When America was once a bustling thriving nation, the youth hoped to be doctors, lawyers, engineers, astronauts, innovators…

Now, they want to make mindnumbing videos for consumption by soulless phone-absorbed drones on TikTok.

A troubling new survey by Higher Visibility shows that over one in three members of Generation Z hopes to become an influencer on social media. The results varied by region, but it showed that 41.1 percent of people in the West strive to become YouTube influencers. The number dipped to 38.9 percent in the Northeast, 36.1 percent in the south, and 33.2 percent in the Midwest.

Additionally, 20 percent of Gen Z males responded that being an influencer was their only possible career path. This is higher than the 13 percent of females who believe the same. 27 percent of Gen Z plan to become a social media influencer after leaving school, and nearly 25 percent of Gen Z demands for schools to teach how to become a social media influencer.

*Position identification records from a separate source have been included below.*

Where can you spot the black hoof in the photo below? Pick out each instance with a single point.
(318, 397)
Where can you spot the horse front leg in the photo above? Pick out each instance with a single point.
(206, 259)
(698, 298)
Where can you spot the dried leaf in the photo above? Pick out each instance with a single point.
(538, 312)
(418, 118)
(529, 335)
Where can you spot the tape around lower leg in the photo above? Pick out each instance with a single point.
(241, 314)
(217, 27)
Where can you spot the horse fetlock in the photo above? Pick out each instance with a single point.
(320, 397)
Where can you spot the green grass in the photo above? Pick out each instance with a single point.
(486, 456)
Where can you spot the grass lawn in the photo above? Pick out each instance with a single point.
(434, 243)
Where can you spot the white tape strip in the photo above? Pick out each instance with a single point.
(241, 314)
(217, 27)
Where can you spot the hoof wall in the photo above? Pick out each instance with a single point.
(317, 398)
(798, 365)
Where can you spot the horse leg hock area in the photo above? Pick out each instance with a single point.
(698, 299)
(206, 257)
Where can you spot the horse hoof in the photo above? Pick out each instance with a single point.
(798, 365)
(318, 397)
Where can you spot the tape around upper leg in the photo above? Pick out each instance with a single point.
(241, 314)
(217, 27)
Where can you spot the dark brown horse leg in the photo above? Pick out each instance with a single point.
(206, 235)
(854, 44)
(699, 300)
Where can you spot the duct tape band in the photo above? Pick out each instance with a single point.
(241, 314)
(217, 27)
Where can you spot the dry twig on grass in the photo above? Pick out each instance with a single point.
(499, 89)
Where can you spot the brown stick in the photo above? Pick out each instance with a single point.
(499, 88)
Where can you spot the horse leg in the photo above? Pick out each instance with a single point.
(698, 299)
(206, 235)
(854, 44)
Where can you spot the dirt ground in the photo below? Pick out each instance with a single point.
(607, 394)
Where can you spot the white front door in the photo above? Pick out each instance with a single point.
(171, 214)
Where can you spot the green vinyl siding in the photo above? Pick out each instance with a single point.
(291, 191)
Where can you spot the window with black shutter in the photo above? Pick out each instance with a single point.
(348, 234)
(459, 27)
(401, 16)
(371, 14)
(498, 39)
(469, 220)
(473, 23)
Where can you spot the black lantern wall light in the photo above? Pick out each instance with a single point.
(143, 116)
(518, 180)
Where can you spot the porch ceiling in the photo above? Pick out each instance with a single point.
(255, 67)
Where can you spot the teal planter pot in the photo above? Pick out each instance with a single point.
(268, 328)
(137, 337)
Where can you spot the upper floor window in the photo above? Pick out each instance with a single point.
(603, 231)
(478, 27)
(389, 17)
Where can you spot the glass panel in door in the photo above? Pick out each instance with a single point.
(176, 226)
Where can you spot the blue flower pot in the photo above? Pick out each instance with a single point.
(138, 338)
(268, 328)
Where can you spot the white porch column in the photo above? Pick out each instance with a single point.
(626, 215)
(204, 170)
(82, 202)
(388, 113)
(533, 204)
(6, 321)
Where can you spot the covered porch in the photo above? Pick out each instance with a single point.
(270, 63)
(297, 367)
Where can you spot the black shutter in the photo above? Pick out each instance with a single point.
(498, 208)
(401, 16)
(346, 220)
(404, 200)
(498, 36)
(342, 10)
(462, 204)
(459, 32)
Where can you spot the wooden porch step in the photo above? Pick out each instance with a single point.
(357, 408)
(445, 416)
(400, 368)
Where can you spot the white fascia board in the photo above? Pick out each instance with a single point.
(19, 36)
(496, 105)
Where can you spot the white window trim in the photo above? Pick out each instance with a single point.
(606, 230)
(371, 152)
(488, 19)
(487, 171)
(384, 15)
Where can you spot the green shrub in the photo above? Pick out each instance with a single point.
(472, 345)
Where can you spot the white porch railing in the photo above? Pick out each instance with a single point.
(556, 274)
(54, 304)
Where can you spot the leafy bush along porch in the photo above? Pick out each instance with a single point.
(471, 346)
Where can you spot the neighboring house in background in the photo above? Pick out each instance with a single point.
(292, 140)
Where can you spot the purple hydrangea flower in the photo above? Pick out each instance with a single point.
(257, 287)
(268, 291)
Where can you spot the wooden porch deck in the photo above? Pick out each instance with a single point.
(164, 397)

What inspires Gen Z to want to become social media influencers? Crass materialism. 62 percent of poll respondents said that getting free swag would be the best thing about being an influencer. This is followed in importance by making money (62 percent) and meeting other influencers (60.5%) as the best things about the lifestyle.

The preferred app for influencing, of course, is the Chinese-owned subversion tool, TikTok. 37 percent of Gen Z choose TikTok as their preferred platform with 21.7 percent preferring YouTube and 21.4 preferring Instagram. All of the other major platforms, like Twitch, Facebook and Twitter, lag behind drastically in terms of popularity among Gen Z.

Big League Politics has reported on the extreme cultural rot driven by technology that is manifesting itself through Generation Z:

Snowflakes in Generation Z are reportedly triggered by complete sentences and full stops in text message exchanges, according to new research from linguistic experts.

Research indicates that Generation Z feels intimidated by full stops, preferring to speak in fragmented English. Full stops are interpreted as angry and insincere, as the creep toward idiocracy continues.